Criminal Justice Under The Microscope by Satpal Ram

The Criminal Justice System has become the focal point of increased criticism over recent years due to a rising Prison population, unrest within the Prison System, deaths in custody, racism, miscarriages of justice, Police corruption and the failure of successive Governments to tackle the root causes of crime. Criticism has been levelled at the Police, Judiciary and Prison Service adding more fuel to the debate on Law and Order.

The sheer number of people imprisoned in Britain today means that the United Kingdom imprisons more people than any of its European counterparts.
Statistical evidence suggests that the Prison population has risen by over 50% since the end of 1992 from 40,606 in December 1992 to 62,948 on the 10th October 1997. (The Penal System - Some Current Trends - Penal Affairs Consortium)

As more and more people are sent to Prison the strain on resources available has resulted in catastrophic consequences for a justice system which is already stretched to the limit.
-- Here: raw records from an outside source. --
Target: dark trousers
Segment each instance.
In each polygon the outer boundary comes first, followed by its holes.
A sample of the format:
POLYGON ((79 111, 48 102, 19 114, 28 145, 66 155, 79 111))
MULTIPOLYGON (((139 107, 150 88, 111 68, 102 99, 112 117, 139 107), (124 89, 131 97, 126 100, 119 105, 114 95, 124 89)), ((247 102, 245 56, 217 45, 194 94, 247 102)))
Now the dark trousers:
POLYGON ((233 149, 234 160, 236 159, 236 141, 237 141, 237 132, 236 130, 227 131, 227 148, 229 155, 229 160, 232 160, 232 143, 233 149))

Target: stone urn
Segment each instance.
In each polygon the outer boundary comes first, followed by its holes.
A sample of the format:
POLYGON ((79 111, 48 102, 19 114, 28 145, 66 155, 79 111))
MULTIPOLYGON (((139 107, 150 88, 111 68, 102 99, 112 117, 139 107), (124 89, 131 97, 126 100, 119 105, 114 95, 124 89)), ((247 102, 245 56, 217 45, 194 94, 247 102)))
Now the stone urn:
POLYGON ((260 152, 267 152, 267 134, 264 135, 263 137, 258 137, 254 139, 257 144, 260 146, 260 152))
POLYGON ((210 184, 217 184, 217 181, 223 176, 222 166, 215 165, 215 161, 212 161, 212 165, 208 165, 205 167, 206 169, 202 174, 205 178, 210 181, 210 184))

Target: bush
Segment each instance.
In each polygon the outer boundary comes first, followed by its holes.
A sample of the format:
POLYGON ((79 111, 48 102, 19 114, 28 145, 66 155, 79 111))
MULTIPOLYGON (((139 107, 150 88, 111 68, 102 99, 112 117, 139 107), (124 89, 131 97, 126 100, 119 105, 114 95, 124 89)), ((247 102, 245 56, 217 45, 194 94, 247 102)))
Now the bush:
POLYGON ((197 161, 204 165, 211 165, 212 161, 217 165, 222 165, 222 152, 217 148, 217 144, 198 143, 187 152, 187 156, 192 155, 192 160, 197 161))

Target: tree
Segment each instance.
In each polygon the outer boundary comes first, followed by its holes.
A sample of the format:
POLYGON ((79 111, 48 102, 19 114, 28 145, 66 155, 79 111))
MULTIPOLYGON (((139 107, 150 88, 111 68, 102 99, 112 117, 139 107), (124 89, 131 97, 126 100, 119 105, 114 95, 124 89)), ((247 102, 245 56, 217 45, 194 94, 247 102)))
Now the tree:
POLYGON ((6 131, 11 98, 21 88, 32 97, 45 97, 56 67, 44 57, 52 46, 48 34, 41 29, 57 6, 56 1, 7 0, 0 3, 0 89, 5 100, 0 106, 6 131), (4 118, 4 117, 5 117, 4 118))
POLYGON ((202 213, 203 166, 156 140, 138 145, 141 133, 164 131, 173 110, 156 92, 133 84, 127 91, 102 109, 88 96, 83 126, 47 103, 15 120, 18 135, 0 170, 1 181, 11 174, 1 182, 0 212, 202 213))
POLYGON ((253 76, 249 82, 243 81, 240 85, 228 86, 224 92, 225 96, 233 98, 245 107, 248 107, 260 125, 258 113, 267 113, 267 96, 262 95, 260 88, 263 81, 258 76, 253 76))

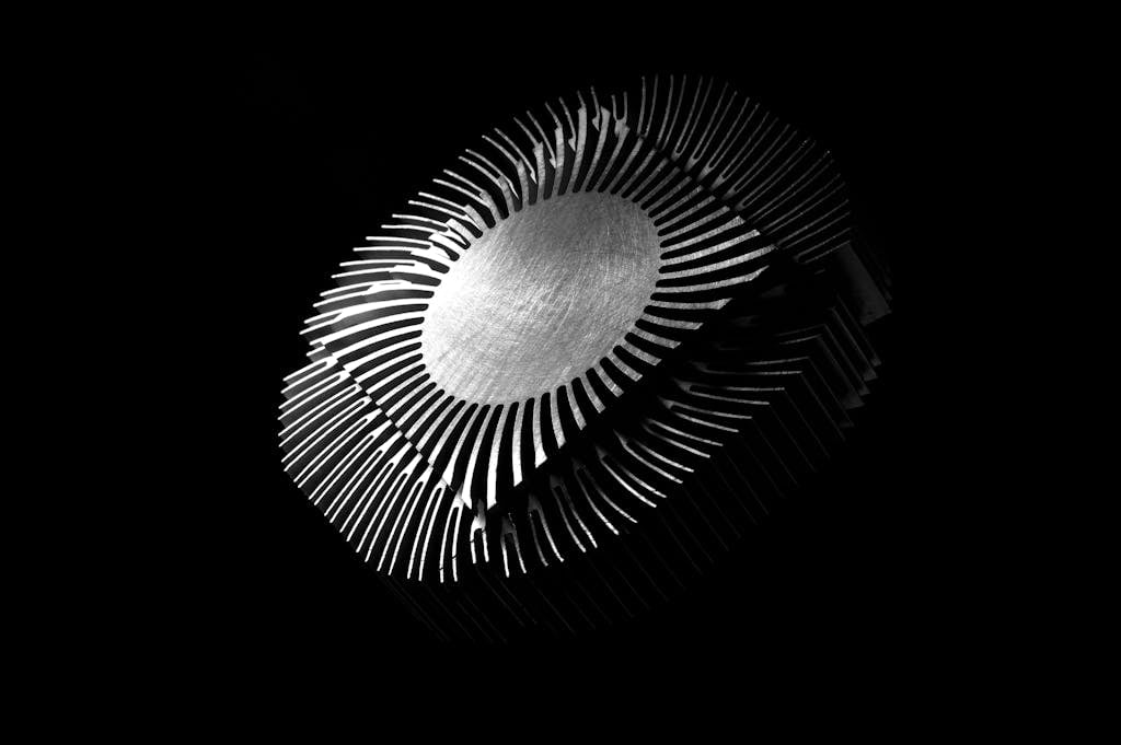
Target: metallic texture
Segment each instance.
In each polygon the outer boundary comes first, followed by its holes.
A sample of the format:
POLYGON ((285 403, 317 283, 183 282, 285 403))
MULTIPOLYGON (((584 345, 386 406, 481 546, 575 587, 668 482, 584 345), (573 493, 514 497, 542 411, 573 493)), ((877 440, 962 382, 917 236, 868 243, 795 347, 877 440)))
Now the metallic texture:
POLYGON ((876 376, 887 276, 828 153, 726 85, 546 103, 407 204, 316 304, 280 416, 286 471, 391 577, 555 568, 674 502, 708 553, 876 376))

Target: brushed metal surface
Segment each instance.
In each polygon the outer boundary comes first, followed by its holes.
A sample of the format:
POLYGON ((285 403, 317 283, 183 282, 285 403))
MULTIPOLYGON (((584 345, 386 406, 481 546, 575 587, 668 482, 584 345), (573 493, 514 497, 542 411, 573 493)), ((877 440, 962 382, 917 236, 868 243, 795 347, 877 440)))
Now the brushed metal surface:
POLYGON ((476 403, 555 390, 622 342, 658 254, 650 217, 612 194, 566 194, 499 222, 429 304, 420 348, 433 380, 476 403))
MULTIPOLYGON (((380 227, 307 319, 280 445, 390 577, 582 595, 568 557, 649 546, 623 589, 658 595, 831 457, 879 364, 832 158, 712 80, 545 102, 380 227)), ((531 615, 568 626, 565 597, 531 615)))

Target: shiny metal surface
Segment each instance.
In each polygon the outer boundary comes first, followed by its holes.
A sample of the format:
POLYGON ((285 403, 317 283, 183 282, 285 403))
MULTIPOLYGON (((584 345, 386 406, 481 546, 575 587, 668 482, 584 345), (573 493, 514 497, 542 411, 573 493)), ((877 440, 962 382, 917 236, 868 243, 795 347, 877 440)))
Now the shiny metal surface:
POLYGON ((751 513, 830 457, 876 375, 860 309, 803 287, 855 255, 847 231, 827 151, 726 85, 525 112, 334 276, 285 381, 285 468, 409 580, 556 567, 675 501, 751 513))
POLYGON ((428 305, 420 352, 433 381, 509 404, 586 374, 649 304, 658 245, 650 217, 610 194, 566 194, 499 222, 428 305))

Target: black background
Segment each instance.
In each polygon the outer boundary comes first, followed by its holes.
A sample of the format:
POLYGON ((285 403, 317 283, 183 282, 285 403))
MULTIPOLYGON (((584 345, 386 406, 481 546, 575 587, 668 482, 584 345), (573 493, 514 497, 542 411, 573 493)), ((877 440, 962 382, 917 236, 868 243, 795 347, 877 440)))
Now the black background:
POLYGON ((466 31, 452 38, 251 44, 224 71, 233 97, 210 123, 228 214, 192 254, 221 308, 210 344, 224 357, 203 379, 221 412, 200 427, 207 486, 189 497, 205 531, 188 580, 195 632, 225 662, 368 664, 379 676, 543 656, 585 669, 646 660, 720 674, 763 663, 896 674, 980 634, 986 589, 970 527, 980 486, 963 476, 960 355, 938 260, 962 240, 946 227, 949 119, 969 105, 954 100, 952 54, 843 35, 765 47, 738 32, 658 34, 555 49, 539 36, 482 48, 466 31), (441 645, 281 472, 280 378, 302 364, 302 322, 337 263, 457 151, 545 97, 655 73, 728 80, 834 152, 861 231, 895 270, 895 313, 873 327, 880 380, 844 457, 688 597, 575 641, 441 645))

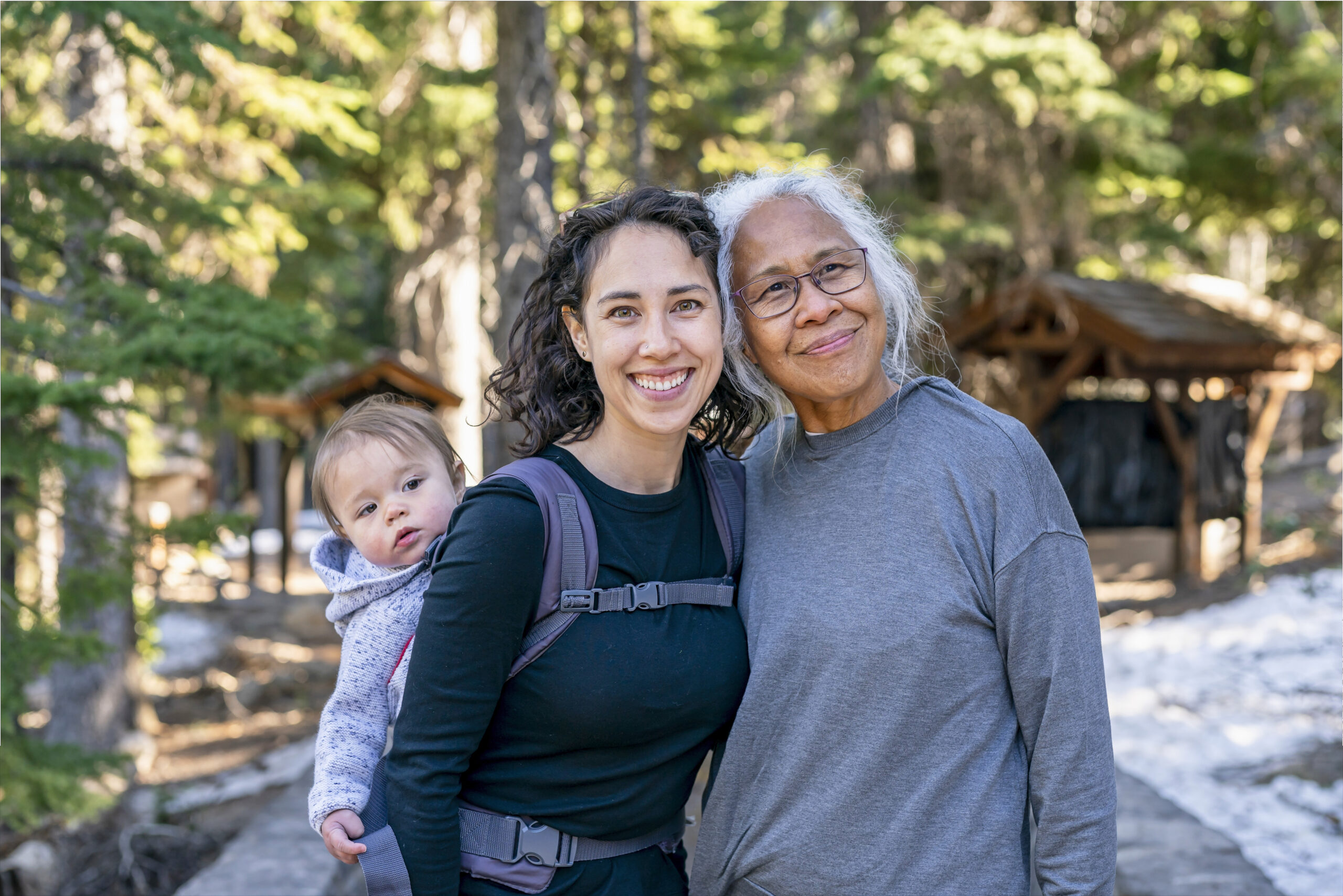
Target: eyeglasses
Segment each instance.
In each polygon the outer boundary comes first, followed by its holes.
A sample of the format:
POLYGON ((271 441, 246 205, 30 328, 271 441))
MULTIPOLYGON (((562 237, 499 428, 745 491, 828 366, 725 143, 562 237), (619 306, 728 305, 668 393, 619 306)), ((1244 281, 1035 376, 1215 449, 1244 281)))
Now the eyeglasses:
POLYGON ((817 266, 802 277, 792 274, 770 274, 753 279, 737 292, 733 298, 741 300, 747 310, 764 320, 792 310, 802 294, 802 279, 807 278, 827 296, 839 296, 858 289, 868 281, 868 250, 846 249, 834 255, 826 255, 817 266))

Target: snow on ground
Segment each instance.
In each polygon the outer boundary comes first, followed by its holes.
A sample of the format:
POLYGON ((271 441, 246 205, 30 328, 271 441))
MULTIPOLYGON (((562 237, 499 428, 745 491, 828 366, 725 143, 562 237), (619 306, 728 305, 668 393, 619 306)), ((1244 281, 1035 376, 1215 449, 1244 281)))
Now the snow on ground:
POLYGON ((1343 895, 1343 780, 1273 775, 1343 737, 1343 571, 1103 633, 1115 762, 1288 896, 1343 895))

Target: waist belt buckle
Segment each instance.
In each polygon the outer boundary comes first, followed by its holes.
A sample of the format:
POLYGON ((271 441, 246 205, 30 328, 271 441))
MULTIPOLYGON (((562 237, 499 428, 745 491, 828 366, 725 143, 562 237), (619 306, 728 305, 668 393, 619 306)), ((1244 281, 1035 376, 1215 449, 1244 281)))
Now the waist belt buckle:
POLYGON ((560 591, 560 613, 596 613, 596 595, 600 592, 600 588, 560 591))
POLYGON ((657 610, 667 604, 666 582, 643 582, 634 588, 634 606, 630 610, 657 610))
POLYGON ((509 815, 505 821, 517 822, 517 845, 512 861, 522 858, 532 865, 547 868, 568 868, 573 864, 573 853, 577 852, 576 838, 539 821, 526 823, 516 815, 509 815))

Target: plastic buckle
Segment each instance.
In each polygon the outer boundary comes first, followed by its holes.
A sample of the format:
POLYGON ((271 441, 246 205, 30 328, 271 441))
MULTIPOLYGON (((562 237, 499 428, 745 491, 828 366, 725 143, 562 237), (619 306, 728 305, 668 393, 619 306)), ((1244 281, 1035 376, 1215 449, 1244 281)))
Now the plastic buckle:
POLYGON ((600 588, 560 591, 560 613, 596 613, 600 588))
POLYGON ((568 868, 573 864, 577 841, 539 821, 526 823, 517 815, 506 815, 504 821, 517 822, 517 841, 510 861, 525 860, 532 865, 545 868, 568 868))
POLYGON ((630 587, 634 590, 634 606, 630 610, 658 610, 667 604, 666 582, 643 582, 630 587))

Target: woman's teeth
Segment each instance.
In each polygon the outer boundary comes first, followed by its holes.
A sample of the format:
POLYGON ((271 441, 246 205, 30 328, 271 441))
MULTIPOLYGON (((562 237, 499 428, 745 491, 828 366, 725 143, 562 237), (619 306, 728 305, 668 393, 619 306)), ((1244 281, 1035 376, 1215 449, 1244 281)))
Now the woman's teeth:
POLYGON ((681 383, 685 383, 685 377, 690 375, 689 369, 684 369, 680 373, 672 373, 670 376, 645 376, 643 373, 634 373, 634 382, 654 392, 666 392, 673 390, 681 383))

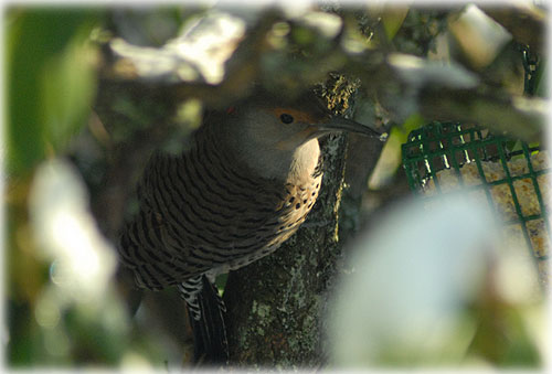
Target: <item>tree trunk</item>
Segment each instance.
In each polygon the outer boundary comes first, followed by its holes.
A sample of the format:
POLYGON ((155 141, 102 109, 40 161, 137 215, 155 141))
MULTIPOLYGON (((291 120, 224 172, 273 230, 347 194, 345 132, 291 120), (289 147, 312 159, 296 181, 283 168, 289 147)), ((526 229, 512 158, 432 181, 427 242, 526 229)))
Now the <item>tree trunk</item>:
POLYGON ((322 314, 341 256, 338 209, 347 136, 323 141, 320 195, 305 224, 274 254, 236 271, 225 288, 232 365, 323 363, 322 314))

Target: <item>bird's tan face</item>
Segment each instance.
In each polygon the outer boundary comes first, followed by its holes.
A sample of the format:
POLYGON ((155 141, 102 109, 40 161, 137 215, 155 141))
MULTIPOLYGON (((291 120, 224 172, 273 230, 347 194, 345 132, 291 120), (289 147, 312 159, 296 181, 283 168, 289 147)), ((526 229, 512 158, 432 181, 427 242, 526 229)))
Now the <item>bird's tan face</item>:
POLYGON ((275 147, 279 150, 291 150, 306 141, 314 139, 318 131, 315 124, 327 120, 327 116, 288 107, 267 108, 267 114, 274 118, 273 122, 284 138, 276 141, 275 147))
MULTIPOLYGON (((353 131, 373 136, 368 127, 321 109, 297 106, 247 105, 232 113, 226 132, 238 159, 261 175, 286 180, 289 173, 309 175, 317 164, 320 136, 353 131)), ((375 132, 374 132, 375 133, 375 132)))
With an annual budget of over £2 billion a year (The Home Office Annual Report - Government Expenditure Plans - 1997 / 98 to 1999 / 2000), many believe that not enough is being done to alleviate the pressure on a Penal System which is already struggling to cope with a Prison population that has exceeded crisis levels.

Conditions in British Prisons today are such that many of its inhabitants are living in overcrowded buildings which were originally designed and built in Victorian times. Many Prisoners have to share a cell accommodation approximately 9ft X 6ft in which they are confined for up to 23 hours a day, having no access to integral sanitation. Faced with inhumane conditions, lack of hygiene and day to day squalor, many endure a nightmarish existence which is clearly reminiscent of a bygone era.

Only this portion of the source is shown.